Para ellos era como un ritual. No sé cuándo se inició ni si ya andábamos por aquí los pequeños que ahora somos grandes y que vinimos a llenar las ausencias que más tarde se crearían, pero la primera noche que los vi me sentí crecer un poco, como si empezara a entender de qué iba esto del mundo con tan solo siete años. Abrí los ojos entre el sudor de una pesadilla temprana y escuché la música bajo la puerta, colándose por las rendijas. Y entonces los vi: giraba sobre el viejo tocadiscos una música serena sobre la que una voz lloraba mientras mis padres bailaban, con pasos muy cortos, en el espacio reducido del salón. La puerta entreabierta me los enseñó cogidos de la mano, con la otra rodeándose las cinturas y las cabezas pegadas, una al lado de la otra, tocándose. En el primer acorde que presencié vi los ojos de mi padre cerrados, unos acordes después estaban también cerrados los de mi madre, su mujer, mientras ellos giraban muy despacio al ritmo de un lamento que más tarde supe que era de Carlos Gardel.

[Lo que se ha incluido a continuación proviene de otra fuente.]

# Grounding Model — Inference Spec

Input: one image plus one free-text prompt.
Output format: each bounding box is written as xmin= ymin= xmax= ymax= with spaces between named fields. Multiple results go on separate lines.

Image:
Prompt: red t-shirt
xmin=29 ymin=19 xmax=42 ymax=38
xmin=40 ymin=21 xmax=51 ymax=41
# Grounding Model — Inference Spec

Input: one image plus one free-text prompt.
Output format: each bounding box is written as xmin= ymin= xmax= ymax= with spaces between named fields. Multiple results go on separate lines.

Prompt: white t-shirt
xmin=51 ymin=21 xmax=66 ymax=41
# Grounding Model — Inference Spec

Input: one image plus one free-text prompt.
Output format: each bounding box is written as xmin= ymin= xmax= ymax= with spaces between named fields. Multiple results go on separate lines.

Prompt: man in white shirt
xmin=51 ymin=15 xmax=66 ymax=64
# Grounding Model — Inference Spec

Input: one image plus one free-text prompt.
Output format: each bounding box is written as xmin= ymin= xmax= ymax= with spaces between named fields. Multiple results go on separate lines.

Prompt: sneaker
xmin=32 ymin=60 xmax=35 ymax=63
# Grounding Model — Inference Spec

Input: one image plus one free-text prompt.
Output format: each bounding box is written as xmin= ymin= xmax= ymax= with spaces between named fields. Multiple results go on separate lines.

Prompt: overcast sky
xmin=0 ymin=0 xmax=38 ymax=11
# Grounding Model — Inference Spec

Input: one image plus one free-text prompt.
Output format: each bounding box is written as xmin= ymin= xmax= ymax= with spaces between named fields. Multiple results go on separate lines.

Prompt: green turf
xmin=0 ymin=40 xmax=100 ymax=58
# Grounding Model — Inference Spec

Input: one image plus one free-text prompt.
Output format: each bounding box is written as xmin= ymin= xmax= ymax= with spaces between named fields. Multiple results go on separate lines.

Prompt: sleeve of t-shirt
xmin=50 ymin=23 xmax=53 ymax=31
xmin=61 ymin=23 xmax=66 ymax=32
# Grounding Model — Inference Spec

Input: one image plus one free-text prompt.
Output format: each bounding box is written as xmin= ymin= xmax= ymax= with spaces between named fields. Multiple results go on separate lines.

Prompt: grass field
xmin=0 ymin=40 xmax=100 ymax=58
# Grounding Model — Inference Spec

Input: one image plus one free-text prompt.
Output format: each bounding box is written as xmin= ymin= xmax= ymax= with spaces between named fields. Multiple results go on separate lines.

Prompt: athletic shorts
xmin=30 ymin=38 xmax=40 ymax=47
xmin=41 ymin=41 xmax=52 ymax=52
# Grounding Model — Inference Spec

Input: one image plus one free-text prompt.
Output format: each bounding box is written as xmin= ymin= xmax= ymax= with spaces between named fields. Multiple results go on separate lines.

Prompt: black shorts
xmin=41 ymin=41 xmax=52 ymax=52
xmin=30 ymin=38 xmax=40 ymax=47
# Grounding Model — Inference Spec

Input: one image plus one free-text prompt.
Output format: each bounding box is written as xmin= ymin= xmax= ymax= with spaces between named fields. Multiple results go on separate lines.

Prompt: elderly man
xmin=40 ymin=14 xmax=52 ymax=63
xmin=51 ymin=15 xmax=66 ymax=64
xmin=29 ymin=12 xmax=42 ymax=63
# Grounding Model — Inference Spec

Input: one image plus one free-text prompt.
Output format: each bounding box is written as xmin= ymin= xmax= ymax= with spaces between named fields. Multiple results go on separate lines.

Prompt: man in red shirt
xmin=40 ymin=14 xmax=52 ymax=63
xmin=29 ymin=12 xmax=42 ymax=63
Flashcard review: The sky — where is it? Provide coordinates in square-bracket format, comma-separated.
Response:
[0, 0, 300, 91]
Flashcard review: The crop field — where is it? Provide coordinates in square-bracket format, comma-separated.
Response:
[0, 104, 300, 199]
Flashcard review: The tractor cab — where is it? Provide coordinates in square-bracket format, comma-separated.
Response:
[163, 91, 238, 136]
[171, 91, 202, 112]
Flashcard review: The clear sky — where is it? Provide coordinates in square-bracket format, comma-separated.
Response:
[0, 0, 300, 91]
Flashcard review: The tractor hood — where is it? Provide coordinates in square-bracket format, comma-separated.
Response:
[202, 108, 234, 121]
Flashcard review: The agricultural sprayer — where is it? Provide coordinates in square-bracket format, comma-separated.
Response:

Sus ojos se cerraron y el mundo sigue andando.Volví al escondite de la puerta a la noche siguiente, pero el salón sólo me devolvió oscuridad. Seis noches conté tragándome silencios hasta que el lunes siguiente, desde la cama, volví a sentir los primeros acordes y salí disparado hacia ala luz: allí estaban de nuevo, los dos, abrazados. Moviéndose despacio, dejando que la noche fuera solo suya.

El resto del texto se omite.